Russia and other actors will attempt to interfere in the 2020 elections, U.S. intelligence agencies told Congress on Tuesday, saying such actors will use the tactics they deployed in the 2016 and 2018 campaigns.
Director of National Intelligence Dan Coats told the Senate Intelligence Committee that foreign actors see the upcoming elections as a chance for them to push for their interests by disrupting the process and dividing the electorate.
"We assess that foreign actors will view the 2020 U.S. elections as an opportunity to advance their interests,” he said. “We expect them to refine their capabilities and add new tactics as they learn from each other's experiences and efforts.”
Coats said Russia and perhaps other countries such as China – which is increasingly aligned with Moscow – are likely to use social media other means to influence the 2020 U.S. presidential election.
“Our adversaries and strategic competitors probably already are looking to the 2020 U.S. elections as an opportunity to advance their interests,” read the Worldwide Threat Assessment released by Coats on Tuesday.
“Russia’s social media efforts will continue to focus on aggravating social and racial tensions, undermining trust in authorities, and criticizing perceived anti-Russia politicians,” it continued. “Moscow may employ additional influence toolkits — such as spreading disinformation, conducting hack-and-leak operations, or manipulating data — in a more targeted fashion to influence U.S. policy, actions, and elections.”
Coats’s testimony went on to cast doubt on President Trump’s goal of a nuclear-free North Korea, saying it’s unlikely the regime will entirely dismantle its nuclear arsenal.
While admitting that Kim Jong Un has expressed support for a nuclear-free Korean peninsula and has not recently tested a nuclear-capable missile, Coats said the intelligence assessment indicates will continue to seek to retain its nuclear capabilities and “is unlikely to completely give up its nuclear weapons and production capability because its leaders ultimately view nuclear weapons as critical to regime survival.”
“Our assessment is bolstered by our observations of some activity that is inconsistent with full denuclearization,” he added, without providing more details.
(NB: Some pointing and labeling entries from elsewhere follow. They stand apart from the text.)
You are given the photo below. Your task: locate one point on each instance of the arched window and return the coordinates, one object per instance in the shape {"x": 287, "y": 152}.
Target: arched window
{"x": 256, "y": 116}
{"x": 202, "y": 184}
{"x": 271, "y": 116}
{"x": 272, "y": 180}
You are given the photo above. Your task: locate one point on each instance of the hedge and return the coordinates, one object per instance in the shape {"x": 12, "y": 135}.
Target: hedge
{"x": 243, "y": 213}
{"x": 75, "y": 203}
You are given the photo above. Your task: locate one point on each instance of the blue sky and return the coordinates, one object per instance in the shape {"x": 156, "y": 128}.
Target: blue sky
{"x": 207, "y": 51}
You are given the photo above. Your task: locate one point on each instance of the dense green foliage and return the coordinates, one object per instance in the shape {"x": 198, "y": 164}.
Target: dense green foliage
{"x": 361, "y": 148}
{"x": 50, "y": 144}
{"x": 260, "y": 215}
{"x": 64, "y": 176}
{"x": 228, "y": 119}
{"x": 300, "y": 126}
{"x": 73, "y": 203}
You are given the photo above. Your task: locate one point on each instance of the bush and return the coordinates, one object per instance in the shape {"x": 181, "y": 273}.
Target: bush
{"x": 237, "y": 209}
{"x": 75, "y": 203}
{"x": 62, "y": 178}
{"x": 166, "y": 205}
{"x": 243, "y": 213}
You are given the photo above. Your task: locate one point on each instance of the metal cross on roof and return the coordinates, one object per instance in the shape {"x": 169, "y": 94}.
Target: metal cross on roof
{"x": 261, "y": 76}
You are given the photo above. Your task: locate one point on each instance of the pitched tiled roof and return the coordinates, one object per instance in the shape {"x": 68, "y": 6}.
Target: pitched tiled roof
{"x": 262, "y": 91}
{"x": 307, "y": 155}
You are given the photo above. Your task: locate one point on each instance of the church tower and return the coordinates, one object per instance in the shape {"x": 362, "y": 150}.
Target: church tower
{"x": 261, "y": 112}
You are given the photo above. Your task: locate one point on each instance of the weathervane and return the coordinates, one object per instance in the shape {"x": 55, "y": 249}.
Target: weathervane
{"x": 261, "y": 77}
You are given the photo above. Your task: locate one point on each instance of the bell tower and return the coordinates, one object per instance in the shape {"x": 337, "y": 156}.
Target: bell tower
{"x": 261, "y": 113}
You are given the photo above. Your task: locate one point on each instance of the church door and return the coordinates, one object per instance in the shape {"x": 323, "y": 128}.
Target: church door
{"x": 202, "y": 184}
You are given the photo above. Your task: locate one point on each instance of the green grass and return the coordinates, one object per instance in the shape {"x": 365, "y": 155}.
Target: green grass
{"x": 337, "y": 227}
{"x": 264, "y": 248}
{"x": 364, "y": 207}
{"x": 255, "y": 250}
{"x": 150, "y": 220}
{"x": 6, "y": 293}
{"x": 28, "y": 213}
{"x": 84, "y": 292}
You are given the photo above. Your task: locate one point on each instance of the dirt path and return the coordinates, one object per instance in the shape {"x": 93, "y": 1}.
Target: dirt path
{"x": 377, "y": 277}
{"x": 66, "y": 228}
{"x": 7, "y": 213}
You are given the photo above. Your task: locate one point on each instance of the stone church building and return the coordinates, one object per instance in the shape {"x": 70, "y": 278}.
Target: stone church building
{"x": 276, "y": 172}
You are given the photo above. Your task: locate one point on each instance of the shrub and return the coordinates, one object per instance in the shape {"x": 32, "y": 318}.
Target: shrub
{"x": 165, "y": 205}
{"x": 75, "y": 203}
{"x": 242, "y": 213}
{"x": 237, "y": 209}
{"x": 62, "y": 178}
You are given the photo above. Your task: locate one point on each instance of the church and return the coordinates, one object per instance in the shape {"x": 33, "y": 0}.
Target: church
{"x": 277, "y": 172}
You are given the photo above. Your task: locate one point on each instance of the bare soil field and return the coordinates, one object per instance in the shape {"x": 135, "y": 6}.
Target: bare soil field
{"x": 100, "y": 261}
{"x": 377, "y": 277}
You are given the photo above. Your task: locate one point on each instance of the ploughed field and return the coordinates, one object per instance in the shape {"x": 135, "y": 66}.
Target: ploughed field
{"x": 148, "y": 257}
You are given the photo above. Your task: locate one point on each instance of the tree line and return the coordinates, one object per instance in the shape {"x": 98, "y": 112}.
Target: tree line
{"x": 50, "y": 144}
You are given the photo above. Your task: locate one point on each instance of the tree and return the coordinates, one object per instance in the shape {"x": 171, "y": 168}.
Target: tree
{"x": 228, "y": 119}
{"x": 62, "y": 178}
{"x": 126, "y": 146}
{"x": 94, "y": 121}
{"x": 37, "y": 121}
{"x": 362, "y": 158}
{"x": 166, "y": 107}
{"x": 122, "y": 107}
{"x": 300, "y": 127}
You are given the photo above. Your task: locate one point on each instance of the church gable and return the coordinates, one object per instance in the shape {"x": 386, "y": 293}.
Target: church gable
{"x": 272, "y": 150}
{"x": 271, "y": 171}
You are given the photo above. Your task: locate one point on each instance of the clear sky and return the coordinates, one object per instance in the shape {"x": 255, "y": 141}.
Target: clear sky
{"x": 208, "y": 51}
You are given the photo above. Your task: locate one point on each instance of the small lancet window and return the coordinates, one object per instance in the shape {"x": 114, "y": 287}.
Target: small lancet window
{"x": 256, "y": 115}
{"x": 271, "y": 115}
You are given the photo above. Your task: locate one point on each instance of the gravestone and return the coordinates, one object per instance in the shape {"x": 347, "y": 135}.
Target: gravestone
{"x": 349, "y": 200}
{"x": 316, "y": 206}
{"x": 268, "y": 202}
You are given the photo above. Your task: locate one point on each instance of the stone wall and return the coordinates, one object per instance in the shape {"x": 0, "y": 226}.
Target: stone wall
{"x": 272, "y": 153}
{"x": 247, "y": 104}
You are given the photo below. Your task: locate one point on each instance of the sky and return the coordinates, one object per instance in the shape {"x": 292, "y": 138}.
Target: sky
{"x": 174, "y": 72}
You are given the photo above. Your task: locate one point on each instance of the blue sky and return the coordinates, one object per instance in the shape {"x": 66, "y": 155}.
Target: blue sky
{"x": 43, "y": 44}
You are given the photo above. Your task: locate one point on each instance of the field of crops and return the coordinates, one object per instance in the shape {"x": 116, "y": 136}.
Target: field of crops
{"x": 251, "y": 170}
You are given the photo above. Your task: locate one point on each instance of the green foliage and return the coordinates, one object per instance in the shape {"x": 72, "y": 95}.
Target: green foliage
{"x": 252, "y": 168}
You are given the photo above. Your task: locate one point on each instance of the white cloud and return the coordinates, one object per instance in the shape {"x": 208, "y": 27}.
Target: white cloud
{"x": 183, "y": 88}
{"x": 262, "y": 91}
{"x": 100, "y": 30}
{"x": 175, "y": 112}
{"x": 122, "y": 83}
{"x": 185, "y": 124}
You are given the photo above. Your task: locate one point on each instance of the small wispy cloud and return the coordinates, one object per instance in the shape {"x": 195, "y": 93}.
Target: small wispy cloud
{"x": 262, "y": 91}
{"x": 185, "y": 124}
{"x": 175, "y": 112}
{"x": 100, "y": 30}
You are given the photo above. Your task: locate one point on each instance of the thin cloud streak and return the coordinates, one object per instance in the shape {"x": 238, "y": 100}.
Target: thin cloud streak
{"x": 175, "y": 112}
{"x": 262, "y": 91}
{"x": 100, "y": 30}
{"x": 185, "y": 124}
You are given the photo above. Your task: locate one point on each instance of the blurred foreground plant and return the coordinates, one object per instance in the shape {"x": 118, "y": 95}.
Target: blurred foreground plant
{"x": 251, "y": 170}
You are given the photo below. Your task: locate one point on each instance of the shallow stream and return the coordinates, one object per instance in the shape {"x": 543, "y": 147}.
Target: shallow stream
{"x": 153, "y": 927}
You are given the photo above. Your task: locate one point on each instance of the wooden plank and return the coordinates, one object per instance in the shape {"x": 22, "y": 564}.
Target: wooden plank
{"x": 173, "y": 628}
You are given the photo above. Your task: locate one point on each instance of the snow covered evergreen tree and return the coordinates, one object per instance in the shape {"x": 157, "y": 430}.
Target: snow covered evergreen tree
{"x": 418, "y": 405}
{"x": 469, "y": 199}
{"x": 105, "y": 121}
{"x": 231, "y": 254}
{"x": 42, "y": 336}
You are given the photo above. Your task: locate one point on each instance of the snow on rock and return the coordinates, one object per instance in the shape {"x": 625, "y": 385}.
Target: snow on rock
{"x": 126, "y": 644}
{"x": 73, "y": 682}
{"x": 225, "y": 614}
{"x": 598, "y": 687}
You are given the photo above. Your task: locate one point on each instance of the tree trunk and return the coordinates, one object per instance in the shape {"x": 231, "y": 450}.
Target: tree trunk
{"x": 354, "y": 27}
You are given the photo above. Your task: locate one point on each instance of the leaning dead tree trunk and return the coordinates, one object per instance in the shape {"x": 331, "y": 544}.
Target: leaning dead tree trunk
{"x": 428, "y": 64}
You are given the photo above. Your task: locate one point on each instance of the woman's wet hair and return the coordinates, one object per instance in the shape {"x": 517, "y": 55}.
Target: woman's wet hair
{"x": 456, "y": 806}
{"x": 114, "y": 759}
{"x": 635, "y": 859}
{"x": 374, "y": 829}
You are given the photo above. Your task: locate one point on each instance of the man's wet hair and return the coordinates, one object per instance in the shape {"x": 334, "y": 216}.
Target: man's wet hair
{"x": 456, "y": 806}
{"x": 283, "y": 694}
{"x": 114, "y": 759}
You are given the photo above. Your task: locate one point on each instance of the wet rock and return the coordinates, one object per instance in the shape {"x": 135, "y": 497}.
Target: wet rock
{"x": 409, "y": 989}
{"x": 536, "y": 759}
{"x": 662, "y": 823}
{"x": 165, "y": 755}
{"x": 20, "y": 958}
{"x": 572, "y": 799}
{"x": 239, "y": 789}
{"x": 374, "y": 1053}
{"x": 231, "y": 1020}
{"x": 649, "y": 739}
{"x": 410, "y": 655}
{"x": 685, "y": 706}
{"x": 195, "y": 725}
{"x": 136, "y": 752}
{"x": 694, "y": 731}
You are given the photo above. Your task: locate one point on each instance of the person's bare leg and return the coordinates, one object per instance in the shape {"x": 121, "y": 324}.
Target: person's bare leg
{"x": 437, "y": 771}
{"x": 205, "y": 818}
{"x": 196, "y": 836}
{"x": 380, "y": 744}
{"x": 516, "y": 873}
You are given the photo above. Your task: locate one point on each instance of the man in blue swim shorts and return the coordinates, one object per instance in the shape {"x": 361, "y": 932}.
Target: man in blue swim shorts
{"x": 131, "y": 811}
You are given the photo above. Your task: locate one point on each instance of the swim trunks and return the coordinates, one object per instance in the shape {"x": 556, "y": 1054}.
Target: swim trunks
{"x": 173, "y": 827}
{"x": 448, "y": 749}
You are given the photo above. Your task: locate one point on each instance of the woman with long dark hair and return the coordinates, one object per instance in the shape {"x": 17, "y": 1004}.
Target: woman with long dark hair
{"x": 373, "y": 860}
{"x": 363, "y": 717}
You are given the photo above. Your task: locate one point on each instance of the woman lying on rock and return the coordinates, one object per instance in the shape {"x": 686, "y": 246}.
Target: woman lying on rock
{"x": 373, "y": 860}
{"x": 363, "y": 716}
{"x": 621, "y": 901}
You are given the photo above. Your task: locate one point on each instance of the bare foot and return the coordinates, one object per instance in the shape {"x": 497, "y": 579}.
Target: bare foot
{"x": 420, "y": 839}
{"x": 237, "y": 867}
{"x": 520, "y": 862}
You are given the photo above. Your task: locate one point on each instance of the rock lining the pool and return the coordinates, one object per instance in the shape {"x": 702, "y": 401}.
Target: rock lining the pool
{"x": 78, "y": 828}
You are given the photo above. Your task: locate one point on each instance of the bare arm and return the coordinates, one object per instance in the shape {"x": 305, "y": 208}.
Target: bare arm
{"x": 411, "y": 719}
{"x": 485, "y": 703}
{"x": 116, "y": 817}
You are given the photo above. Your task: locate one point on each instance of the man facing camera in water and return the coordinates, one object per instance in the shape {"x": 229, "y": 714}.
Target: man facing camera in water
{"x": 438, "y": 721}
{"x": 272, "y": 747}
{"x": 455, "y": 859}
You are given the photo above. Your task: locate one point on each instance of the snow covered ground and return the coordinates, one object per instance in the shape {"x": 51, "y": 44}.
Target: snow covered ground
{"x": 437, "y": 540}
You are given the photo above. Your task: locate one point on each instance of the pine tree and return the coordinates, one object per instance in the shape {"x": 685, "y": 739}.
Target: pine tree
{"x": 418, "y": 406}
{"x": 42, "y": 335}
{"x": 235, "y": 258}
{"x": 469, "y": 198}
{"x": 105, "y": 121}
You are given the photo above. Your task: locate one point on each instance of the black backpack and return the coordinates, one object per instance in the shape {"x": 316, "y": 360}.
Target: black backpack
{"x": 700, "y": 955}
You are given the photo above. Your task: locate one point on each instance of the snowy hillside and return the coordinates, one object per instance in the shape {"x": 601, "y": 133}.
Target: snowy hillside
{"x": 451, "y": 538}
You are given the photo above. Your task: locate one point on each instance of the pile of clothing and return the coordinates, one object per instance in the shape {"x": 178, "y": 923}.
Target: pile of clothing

The assessment deals a blow to the Trump administration’s view that North Korea, thanks to the historic summit last year where the North agreed to denuclearization of the peninsula, no longer seeks to develop their nuclear arsenal or poses the threat of nuclear weapons to its neighbors and American allies.
The threat assessment report also contradicts the Trump administration’s insistence that ISIS has been defeated, with the report claiming the terror group “very likely will continue to pursue external attacks from Iraq and Syria against regional and Western adversaries, including the United States.”
Coats told the committee that the terror group, which since has been decimated territory-wise in the Middle East, has “returned to its guerrilla warfare roots while continuing to plot attacks and direct its supporters worldwide.”
The Associated Press contributed to this report.